"At the level of the business as a
whole, HMRC has no strategy to manage the £96 million it spends
each year on skills. Although the Department is doing much to make
sure it has the skills it requires, it needs a more systematic
approach, where spending on skills is linked explicitly to the
organization’s overall business objectives and a vision of how it
should look in the future."
Amyas Morse, head of the National Audit Office, 1
December 2011
HM Revenue and Customs will have to make sure
its staff have the right skills if the Department is to succeed in
cutting its running costs by 25 per cent by 2014-2015 and bringing
in each year an extra £7 billion of tax revenue.
The National Audit Office has today reported
to Parliament that HMRC does not know how much it is spending in
total on skills development, or if its money is being spent in the
right places. The National Audit Office estimates that HMRC spent
£96 million in 2010-11 developing the skills of its staff but
judges that the Department is not systematically directing that
spending on top level business priorities.
The Department has recognized that it has
significant challenges and is doing much to ensure it has the
skills it needs. It is developing major professional
programmes, using new technologies and fast-tracking training for
key roles. Staff skills will have been a factor in the improvement
of HMRC’s business results including the extra £1billion tax
generated since 2010 by enforcement and compliance activity.

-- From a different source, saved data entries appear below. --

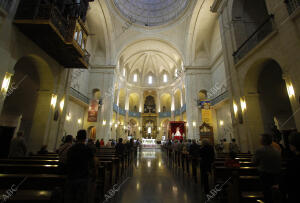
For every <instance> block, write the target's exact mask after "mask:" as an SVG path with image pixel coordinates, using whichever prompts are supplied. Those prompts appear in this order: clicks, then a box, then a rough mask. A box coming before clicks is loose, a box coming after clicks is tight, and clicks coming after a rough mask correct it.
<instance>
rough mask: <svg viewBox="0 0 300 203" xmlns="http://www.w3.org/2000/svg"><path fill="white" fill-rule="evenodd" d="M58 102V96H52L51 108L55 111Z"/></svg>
mask: <svg viewBox="0 0 300 203" xmlns="http://www.w3.org/2000/svg"><path fill="white" fill-rule="evenodd" d="M56 101H57V95H56V94H52V98H51V106H52V108H53V109H55V106H56Z"/></svg>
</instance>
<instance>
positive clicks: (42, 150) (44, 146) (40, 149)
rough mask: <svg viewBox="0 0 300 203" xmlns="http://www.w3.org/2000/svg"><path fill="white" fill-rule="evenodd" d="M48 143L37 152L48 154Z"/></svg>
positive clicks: (41, 153) (38, 153) (38, 152)
mask: <svg viewBox="0 0 300 203" xmlns="http://www.w3.org/2000/svg"><path fill="white" fill-rule="evenodd" d="M47 147H48V146H47V145H43V146H42V147H41V149H40V150H39V151H38V152H37V154H48V149H47Z"/></svg>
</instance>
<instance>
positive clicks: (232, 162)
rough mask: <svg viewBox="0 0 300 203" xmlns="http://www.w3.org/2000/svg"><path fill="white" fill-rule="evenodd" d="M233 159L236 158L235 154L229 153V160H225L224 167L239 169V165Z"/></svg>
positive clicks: (234, 158) (239, 165)
mask: <svg viewBox="0 0 300 203" xmlns="http://www.w3.org/2000/svg"><path fill="white" fill-rule="evenodd" d="M235 158H236V153H235V152H233V151H231V152H230V153H229V159H227V160H226V161H225V163H224V165H225V167H227V168H239V167H240V163H239V161H238V160H236V159H235Z"/></svg>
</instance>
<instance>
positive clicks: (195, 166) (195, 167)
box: [189, 140, 200, 181]
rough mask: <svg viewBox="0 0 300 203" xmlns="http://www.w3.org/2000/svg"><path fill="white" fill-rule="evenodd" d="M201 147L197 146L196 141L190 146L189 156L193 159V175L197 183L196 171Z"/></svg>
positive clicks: (192, 168) (192, 170) (193, 140)
mask: <svg viewBox="0 0 300 203" xmlns="http://www.w3.org/2000/svg"><path fill="white" fill-rule="evenodd" d="M199 150H200V149H199V145H197V143H196V140H193V141H192V144H191V146H190V150H189V154H190V156H191V157H192V173H193V176H194V178H195V181H196V169H197V165H198V158H199V155H200V154H199Z"/></svg>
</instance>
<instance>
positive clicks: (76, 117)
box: [64, 100, 85, 138]
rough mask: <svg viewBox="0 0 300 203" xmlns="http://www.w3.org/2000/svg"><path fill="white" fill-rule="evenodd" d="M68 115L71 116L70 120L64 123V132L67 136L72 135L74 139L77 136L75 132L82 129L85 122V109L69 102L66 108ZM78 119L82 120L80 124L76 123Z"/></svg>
mask: <svg viewBox="0 0 300 203" xmlns="http://www.w3.org/2000/svg"><path fill="white" fill-rule="evenodd" d="M68 113H70V114H71V120H70V121H66V122H65V125H64V132H65V133H66V134H67V135H69V134H70V135H73V137H74V138H75V137H76V135H77V131H78V130H80V129H82V128H83V123H84V122H85V120H84V113H85V107H83V106H82V105H80V104H78V103H76V102H74V101H72V100H69V104H68V107H67V114H68ZM78 119H81V120H82V122H81V124H79V123H78Z"/></svg>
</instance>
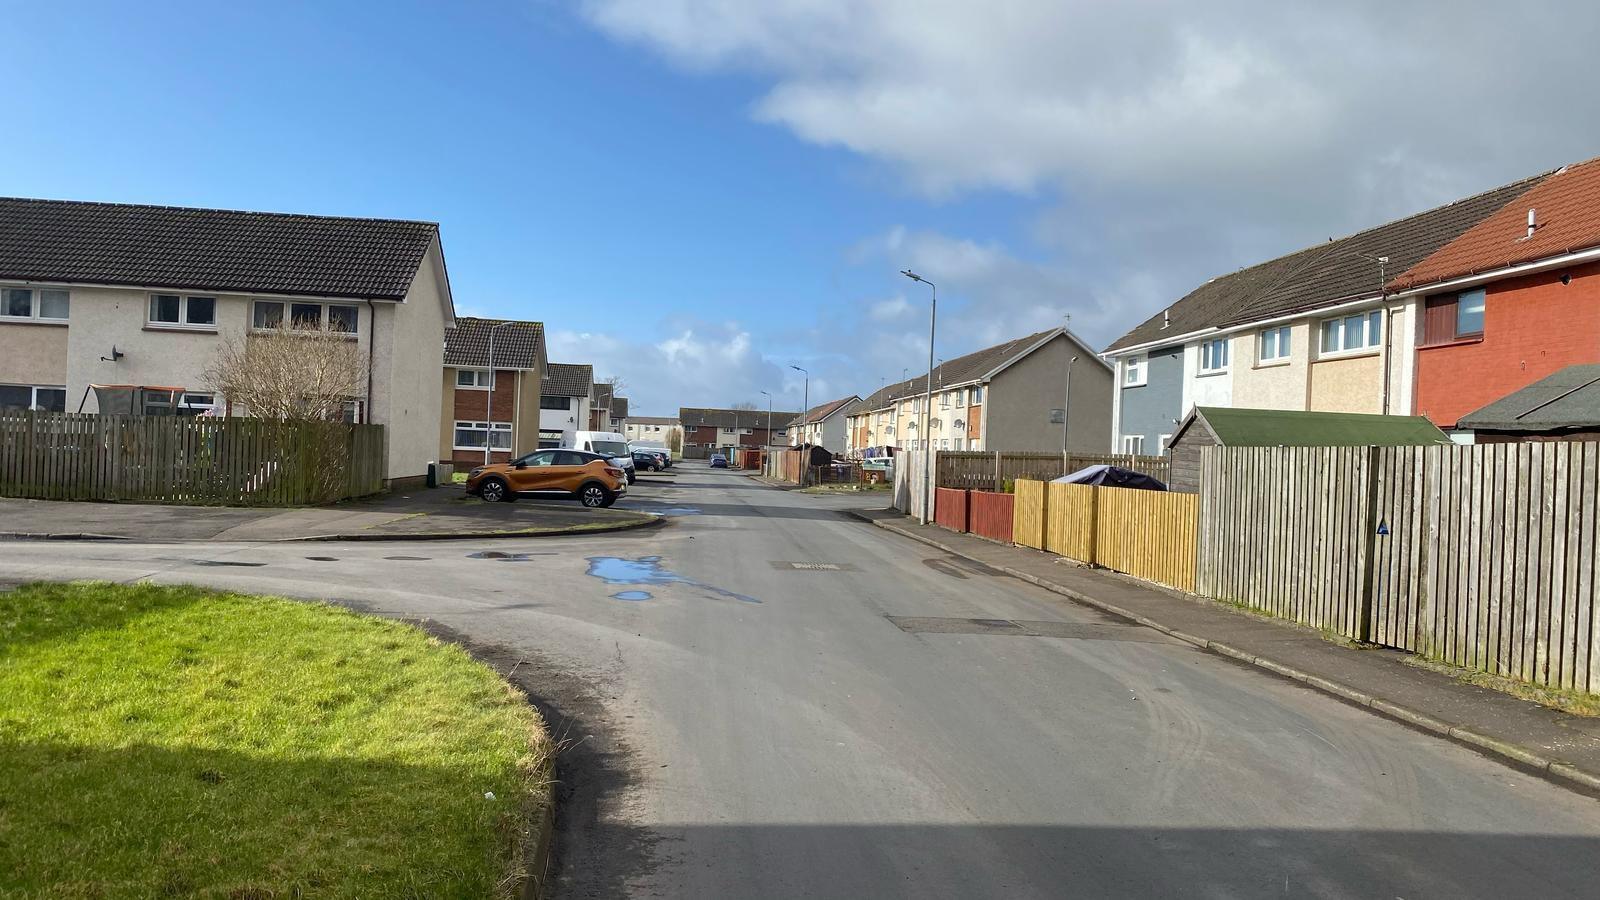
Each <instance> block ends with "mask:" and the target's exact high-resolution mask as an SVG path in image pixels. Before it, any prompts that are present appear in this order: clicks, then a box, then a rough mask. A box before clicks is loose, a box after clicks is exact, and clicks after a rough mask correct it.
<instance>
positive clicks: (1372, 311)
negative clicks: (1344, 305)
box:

But currently there is not a direct evidential link between results
and training and development activities. The majority of staff in
HMRC (79 per cent in the 2011 staff survey) say that they have the
skills they need to do their job effectively. However, only
54 per cent said that they were able to access the right learning
and development opportunities when they needed to and only 38 per
cent said that training had improved their performance.

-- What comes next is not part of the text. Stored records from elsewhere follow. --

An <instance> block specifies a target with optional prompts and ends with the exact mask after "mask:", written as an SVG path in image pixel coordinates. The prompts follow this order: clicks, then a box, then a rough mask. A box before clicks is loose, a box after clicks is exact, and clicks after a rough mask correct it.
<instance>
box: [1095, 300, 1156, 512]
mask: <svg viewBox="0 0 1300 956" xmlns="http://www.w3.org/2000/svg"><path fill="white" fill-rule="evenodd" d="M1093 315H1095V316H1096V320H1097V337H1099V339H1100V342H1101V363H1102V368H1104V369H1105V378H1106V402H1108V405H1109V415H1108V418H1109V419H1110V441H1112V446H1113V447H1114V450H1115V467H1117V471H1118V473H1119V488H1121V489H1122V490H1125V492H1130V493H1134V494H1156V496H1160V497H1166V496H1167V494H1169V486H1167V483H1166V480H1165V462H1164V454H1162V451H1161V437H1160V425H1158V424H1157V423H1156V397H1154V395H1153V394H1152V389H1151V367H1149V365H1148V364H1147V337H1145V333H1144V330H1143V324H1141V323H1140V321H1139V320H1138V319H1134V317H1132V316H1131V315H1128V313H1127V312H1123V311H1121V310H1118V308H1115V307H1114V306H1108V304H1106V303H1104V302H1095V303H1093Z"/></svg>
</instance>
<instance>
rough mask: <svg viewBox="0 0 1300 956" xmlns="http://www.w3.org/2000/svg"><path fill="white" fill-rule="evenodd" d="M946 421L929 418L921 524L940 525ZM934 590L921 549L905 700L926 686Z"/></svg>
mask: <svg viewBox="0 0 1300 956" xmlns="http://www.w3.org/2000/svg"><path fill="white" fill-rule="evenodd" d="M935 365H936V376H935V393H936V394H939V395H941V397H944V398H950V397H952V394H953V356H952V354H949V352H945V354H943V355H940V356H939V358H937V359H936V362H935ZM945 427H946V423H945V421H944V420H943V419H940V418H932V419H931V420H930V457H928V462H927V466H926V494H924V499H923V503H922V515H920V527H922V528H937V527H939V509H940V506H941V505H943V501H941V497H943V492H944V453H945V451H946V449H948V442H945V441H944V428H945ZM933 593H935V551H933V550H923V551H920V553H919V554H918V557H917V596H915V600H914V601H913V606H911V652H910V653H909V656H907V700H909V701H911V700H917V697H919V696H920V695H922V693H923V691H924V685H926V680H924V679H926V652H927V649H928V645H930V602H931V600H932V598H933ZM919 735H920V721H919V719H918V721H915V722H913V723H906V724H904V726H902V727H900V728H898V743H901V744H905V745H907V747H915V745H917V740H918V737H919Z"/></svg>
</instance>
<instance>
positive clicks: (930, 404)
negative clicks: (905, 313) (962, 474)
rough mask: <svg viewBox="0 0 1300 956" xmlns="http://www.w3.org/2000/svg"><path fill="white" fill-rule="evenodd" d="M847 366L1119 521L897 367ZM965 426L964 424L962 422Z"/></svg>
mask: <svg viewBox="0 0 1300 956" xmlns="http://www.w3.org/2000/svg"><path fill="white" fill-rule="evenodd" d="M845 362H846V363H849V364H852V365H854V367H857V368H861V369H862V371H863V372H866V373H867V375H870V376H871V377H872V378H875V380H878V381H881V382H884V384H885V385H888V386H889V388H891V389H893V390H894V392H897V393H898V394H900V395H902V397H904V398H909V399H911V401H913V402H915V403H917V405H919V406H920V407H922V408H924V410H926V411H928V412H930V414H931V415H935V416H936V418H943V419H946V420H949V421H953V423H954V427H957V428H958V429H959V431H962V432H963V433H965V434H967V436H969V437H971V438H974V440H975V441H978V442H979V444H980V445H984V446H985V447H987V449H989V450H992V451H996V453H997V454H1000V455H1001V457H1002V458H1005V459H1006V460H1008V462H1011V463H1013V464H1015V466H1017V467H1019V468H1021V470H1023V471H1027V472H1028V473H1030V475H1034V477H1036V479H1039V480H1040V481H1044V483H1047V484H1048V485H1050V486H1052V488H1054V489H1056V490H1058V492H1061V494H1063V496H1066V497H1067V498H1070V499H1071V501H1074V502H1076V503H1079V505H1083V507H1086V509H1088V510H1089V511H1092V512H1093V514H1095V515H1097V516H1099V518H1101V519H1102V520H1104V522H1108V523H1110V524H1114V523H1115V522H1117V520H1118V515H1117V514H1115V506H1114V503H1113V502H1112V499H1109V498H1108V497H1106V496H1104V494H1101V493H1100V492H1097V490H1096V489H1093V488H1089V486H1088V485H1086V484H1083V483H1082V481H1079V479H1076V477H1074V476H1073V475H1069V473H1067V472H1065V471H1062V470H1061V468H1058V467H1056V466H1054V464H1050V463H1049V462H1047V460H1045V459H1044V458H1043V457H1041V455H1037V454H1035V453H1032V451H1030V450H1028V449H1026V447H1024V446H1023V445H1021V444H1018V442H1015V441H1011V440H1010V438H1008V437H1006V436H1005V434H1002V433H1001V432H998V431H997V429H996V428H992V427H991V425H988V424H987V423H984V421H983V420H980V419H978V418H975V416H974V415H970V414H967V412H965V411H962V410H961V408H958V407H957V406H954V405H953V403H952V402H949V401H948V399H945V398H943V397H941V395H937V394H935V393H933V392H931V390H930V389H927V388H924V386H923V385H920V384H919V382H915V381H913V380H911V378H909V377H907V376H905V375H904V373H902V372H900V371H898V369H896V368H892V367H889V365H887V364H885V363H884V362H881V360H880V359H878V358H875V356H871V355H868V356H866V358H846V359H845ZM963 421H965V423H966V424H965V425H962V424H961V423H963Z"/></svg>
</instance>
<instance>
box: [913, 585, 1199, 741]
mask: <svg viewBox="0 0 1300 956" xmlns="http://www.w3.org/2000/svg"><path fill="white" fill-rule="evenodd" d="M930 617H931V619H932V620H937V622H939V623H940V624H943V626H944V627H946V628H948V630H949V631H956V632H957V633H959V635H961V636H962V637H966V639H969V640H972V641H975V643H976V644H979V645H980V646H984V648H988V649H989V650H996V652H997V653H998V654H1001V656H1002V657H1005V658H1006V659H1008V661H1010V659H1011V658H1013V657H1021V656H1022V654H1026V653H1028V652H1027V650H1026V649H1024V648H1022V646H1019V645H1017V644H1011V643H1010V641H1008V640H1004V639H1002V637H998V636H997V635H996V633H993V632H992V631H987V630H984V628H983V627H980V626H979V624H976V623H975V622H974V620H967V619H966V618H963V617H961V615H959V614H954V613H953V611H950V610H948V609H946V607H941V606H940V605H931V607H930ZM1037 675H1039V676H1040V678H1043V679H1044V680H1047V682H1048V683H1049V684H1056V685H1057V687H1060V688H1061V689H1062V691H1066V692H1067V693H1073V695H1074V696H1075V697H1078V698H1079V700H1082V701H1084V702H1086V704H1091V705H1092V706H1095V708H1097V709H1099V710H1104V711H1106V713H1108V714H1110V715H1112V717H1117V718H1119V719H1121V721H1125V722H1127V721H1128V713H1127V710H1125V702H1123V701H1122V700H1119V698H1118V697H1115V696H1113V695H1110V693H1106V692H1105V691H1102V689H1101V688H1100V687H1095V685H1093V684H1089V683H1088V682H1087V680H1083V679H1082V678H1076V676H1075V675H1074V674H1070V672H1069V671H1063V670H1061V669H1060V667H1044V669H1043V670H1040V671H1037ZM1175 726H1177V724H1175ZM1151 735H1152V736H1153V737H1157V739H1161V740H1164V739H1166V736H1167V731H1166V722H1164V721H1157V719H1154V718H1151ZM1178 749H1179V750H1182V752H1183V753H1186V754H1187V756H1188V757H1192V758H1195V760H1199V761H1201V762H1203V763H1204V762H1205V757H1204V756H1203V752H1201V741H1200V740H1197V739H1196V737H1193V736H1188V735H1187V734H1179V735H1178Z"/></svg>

Evidence from a customer survey and external
stakeholders also suggests that the Department does not have all
the skills it needs, but HMRC does not have a good overview of its
current skills gaps. It needs better data and information on gaps
which would help it take a more strategic approach and gain an
early warning of future skills gaps, such as the risk of skills
depleting as experienced staff retire. This is of particular
concern in HMRC as one in five staff in key business areas are over
55.
HMRC is spending money on skills development
in some key business areas but does not yet have a skills strategy
to direct spending systematically towards areas that produce the
most important business results and which links to a model of how
the organization will operate in the future. There is an absence of
engagement at senior level in staff skills and there is no specific
body that examines the total spending on skills and decides whether
it is being made in the right parts of the organization.
HMRC also lacks governance arrangements or
structures to hold the organization to account for money spent on
training. Many of the points in this report were raised previously
by HMRC’s own reviews but the Department has not made the changes
needed. For example, HMRC’s total number of training courses has
not reduced from 2,000 courses in 2009 when an internal review
raised concerns about poor focus in training provision.